- Presented by: Cameron Mathison
- Country of origin: United States

Production
- Running time: 48 mins.

Original release
- Network: TLC
- Release: June 8 – July 13, 2008

= Your Place or Mine? (game show) =

Your Place or Mine? is an American television game show that ran for six weeks on TLC. It was hosted by Cameron Mathison. The show merges the traditional game show format with makeover reality television series.

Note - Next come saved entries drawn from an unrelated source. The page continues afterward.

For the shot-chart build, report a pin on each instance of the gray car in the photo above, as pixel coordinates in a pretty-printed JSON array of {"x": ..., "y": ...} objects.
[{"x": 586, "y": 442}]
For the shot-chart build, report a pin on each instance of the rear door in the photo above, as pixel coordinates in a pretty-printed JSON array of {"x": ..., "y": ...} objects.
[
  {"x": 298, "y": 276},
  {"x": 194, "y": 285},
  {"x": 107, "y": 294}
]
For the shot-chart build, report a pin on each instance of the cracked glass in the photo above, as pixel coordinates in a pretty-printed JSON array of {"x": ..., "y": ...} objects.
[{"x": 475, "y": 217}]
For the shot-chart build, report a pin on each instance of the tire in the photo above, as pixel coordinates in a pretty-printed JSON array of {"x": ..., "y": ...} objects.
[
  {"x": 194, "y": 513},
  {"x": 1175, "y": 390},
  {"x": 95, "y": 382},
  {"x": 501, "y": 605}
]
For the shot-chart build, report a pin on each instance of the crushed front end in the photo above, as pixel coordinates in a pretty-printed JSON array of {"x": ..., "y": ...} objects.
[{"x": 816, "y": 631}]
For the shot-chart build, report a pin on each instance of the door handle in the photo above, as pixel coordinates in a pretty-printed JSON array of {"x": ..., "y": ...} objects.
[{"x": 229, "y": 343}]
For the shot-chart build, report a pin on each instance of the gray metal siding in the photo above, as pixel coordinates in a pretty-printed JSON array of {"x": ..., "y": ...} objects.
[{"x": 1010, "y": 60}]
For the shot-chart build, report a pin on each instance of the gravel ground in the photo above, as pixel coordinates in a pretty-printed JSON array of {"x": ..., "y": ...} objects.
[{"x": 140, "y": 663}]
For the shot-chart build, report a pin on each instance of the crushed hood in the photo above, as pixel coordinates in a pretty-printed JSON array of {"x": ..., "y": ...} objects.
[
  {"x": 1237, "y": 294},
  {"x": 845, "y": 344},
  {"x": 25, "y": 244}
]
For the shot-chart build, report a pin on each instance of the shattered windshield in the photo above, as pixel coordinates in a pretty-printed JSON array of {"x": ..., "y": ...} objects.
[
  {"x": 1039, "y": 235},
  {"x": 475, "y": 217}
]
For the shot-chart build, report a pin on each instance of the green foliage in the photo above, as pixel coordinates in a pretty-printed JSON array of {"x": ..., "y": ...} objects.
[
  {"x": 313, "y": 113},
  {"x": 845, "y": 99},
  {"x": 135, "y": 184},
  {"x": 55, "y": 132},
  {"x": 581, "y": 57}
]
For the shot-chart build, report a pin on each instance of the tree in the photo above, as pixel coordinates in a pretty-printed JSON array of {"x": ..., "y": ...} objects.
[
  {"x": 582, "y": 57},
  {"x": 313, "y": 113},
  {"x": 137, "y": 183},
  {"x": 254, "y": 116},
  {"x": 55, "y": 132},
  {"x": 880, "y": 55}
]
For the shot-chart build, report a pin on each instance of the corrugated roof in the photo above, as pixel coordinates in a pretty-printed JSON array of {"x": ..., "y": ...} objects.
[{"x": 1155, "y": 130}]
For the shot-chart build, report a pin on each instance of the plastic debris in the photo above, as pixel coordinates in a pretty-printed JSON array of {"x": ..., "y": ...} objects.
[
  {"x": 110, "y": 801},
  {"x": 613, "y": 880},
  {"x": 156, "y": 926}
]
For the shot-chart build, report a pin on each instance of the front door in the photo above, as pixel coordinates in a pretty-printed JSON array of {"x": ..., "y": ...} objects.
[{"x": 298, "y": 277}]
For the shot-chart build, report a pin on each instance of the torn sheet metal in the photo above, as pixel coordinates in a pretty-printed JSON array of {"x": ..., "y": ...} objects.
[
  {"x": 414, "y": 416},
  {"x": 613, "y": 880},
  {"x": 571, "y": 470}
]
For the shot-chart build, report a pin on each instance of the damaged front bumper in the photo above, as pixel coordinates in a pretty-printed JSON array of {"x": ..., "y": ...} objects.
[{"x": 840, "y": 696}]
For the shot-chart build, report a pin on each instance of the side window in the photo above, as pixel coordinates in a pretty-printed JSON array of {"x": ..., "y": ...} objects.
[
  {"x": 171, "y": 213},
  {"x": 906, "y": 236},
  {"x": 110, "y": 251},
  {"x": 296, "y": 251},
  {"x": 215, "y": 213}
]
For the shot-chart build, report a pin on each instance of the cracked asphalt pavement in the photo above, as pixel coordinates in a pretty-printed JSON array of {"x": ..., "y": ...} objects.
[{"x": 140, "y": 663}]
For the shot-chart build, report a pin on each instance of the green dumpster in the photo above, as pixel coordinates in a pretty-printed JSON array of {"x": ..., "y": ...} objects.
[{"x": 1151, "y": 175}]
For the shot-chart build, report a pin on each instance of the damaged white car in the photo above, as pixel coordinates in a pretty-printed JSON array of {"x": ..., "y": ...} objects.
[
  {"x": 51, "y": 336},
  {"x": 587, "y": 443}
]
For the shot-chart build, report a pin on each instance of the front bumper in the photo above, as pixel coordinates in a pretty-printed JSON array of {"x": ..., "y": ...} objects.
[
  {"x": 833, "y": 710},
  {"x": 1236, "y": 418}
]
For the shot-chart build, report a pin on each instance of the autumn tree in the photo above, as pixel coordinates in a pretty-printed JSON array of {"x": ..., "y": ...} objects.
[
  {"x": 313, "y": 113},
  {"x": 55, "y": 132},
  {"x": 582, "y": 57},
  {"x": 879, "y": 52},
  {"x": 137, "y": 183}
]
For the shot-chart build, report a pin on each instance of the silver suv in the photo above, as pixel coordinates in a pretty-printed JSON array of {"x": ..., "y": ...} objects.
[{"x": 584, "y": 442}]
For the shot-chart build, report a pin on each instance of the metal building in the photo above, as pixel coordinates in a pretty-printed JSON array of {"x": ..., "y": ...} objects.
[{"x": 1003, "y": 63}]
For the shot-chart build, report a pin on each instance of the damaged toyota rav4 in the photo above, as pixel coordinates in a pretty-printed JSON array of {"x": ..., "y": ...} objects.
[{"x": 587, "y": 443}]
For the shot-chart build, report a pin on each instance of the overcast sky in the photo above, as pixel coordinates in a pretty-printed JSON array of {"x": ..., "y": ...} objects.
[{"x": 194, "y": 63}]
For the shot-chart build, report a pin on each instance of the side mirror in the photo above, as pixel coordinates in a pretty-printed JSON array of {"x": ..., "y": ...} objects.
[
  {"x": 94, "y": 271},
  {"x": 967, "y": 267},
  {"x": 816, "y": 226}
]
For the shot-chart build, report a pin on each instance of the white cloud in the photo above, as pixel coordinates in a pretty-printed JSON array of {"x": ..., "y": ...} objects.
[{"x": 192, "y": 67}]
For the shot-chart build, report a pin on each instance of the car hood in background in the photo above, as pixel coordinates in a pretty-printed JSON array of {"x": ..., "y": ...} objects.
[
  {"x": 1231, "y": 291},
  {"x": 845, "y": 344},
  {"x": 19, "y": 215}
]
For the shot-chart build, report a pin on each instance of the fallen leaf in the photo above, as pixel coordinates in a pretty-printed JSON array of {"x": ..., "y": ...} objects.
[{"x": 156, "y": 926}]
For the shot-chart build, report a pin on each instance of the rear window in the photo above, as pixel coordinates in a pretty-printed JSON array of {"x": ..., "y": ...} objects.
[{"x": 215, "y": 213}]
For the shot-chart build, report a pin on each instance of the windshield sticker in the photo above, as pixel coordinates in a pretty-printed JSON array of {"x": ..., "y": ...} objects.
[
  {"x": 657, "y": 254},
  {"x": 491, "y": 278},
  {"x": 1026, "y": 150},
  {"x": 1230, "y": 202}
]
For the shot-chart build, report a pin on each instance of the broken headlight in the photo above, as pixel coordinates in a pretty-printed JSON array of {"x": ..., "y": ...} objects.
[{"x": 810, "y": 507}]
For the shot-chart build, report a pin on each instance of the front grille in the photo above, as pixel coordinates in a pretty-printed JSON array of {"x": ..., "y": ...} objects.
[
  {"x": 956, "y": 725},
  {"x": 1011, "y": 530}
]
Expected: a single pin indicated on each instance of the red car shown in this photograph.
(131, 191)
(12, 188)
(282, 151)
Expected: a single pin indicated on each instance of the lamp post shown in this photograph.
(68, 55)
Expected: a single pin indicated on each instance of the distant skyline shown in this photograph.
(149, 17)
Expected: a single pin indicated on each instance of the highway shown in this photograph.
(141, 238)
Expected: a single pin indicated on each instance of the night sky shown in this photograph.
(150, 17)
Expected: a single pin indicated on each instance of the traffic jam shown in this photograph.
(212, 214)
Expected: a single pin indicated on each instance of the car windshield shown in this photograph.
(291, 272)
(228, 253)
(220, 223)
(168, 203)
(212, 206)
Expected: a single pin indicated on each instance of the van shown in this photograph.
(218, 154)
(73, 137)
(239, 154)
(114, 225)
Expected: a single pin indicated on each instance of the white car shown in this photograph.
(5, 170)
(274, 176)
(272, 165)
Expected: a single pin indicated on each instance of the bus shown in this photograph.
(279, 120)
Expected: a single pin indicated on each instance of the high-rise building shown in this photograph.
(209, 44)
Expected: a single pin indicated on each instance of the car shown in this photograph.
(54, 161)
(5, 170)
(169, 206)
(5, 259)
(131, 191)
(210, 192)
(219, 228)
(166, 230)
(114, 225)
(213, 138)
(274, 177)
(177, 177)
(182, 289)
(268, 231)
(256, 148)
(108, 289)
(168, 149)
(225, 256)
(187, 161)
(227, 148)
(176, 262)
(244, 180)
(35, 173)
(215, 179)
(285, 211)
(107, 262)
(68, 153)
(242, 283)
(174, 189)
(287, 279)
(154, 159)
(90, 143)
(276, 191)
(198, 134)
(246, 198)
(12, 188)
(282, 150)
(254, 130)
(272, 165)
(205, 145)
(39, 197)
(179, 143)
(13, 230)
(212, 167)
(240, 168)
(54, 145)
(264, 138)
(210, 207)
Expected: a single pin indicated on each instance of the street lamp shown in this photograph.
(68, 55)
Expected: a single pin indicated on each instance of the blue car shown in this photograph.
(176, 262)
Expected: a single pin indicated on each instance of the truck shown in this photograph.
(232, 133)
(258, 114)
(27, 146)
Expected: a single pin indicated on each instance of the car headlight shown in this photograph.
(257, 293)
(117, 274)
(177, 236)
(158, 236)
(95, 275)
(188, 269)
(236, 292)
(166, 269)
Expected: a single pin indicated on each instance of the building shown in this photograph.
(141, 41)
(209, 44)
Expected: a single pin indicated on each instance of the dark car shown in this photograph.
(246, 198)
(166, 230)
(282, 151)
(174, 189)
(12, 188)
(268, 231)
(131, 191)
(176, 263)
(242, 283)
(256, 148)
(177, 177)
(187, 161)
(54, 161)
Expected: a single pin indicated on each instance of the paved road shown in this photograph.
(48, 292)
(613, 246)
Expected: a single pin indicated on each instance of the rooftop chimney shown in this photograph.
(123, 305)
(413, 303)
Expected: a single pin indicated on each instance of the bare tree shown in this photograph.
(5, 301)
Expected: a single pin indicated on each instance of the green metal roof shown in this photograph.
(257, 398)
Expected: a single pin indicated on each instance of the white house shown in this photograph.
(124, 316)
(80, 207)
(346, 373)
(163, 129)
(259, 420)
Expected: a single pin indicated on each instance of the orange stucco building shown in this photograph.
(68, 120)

Each episode featured two families competing to win several completely furnished rooms (e.g., a bedroom set or a fitness room) for their respective homes. Designated locations in each house needing an overhaul are identified prior to the show and shots of both are shown as the "before" images. Although the furnishings were the same regardless of which family wins a room, the two physical rooms were unlikely to be similar, so a designer presumably came up with a layout which would work for each in advance.

==Gameplay==
The game is played by correctly answering a toss-up trivia question in order to establish control of a category, after which additional questions in that same category earn points for the controlling family. Families can continue to answer questions as long as they have control, but lose control as well as any earned points if they answer any question incorrectly. Families can also elect to "lock" any points they have by ceding control after any correct answer.

Once a family earns enough points to win the round, they win the corresponding furnished room. In pseudo-real time, co-host Diane Mizota is shown leading a crew of movers into the winner's home to immediately remove the old furnishings and install the new ones. This finishes during a commercial break, after which the "reveal" for the new room is presented.

The major "twist" in the show is that, when a family wins a room, they have the option of either taking that room, or stealing a room which has previously been won by the other family. If they opt to steal, movers must restore the original room configuration of the victims of the theft, and then move the furnishings into the other house.

At the very end of the show, the family with the most total points plays a bonus trivia round. One member of the family sits in a chair facing away from the rest of the family, and nominates one of the other members to answer a question based on a category given by the host. Up to 5 questions are available, and if the family can answer 3 questions correctly before missing 3, they win a new car.